Since the official annoucement of the “electrical war” last Thursday by Acting-(Like-a)-President Nicolás Maduro, things didn’t improve this weekend – to the point that some parts of Acarigua were in the dark last Sunday night when Mr. Maduro was in town.
The government insists in bringing the “S” word into the conversation. Freddy Medrano, head of Zulia’s electric workers union strongly rejects such claims and puts the blame in lack of safety measures to do their work, and in the large debts of CORPOELEC on their salaries and insurance payments.
But the reasons behind the recent spikes in electrical failures are also related to the lack of enough power to satisfy increasing demand, forcing CORPOELEC to implement rationing.
In an phone interview with Barquisimeto’s main newspaper El Impulso, engineer and consultant Jose Aguilar explained that the dry season is putting pressure on Guri Dam, while other thermo-electrical plants face a shortage of fuel after the Amuay explosion.
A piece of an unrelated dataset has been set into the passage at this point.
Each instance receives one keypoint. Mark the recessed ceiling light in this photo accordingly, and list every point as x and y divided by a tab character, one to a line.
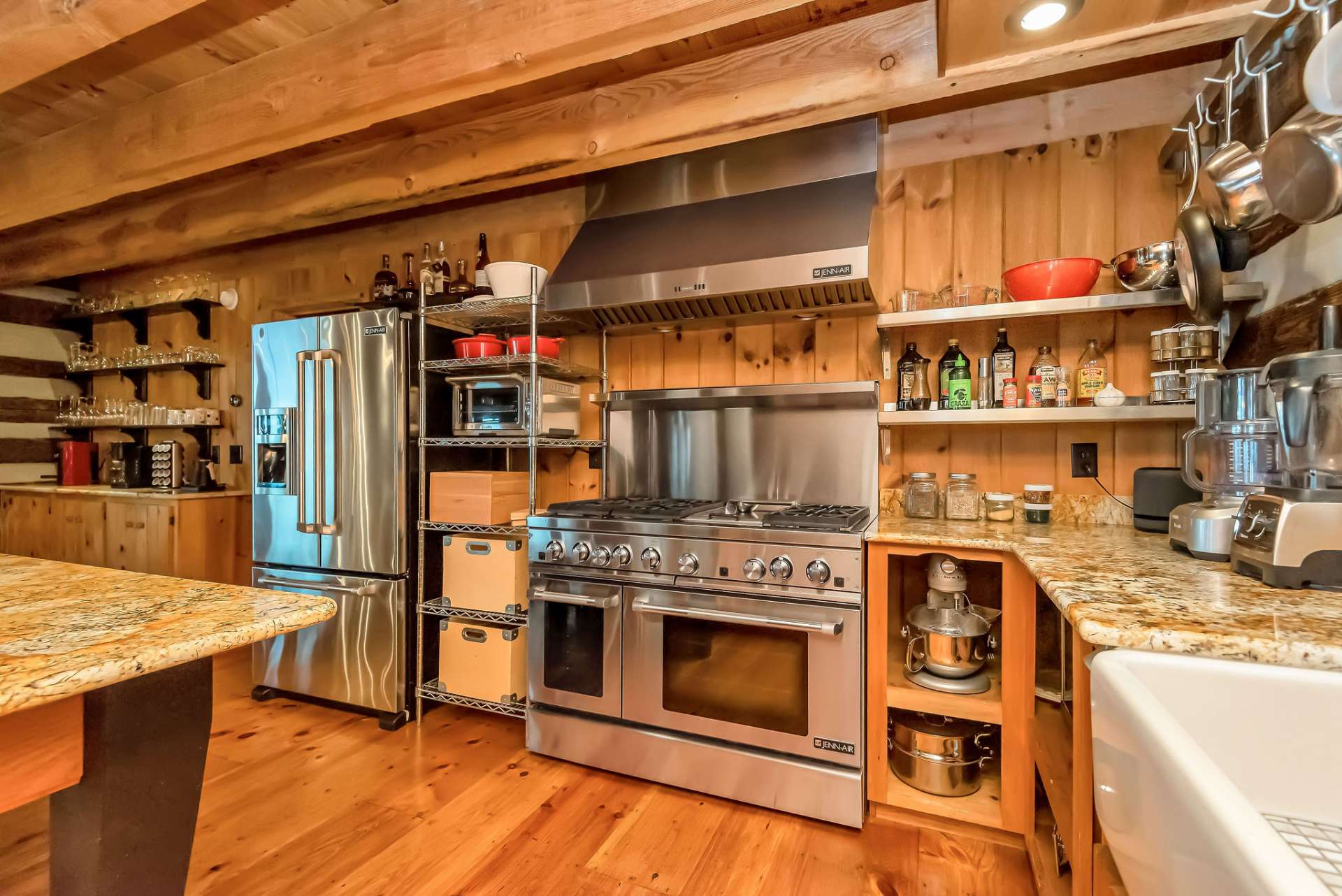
1034	16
In particular, Aguilar points out how electricity for Lara State is now being sent to other states instead. This special ratioting plan has been named by CORPOELEC “Charge Administration Plan,” and it has been in place since early 2013. However, that didn’t stop protests in Merida or even Portuguesa, where they reached the Governor’s house.
But looks like the priority for CORPOELEC at least this week won’t be fixing grid failures, but getting votes for Maduro. The company even held its own political event in Caracas.
UPDATE: According to this report from El Nacional, the National Dispatch Center (the coordination entity of the Electricity Ministry) recognized in a meeting held last week at the Vice-President’s office that there’s not enough generation to satisfy the demand and the crisis would continue all this year. They proposed to increase the rationing plan.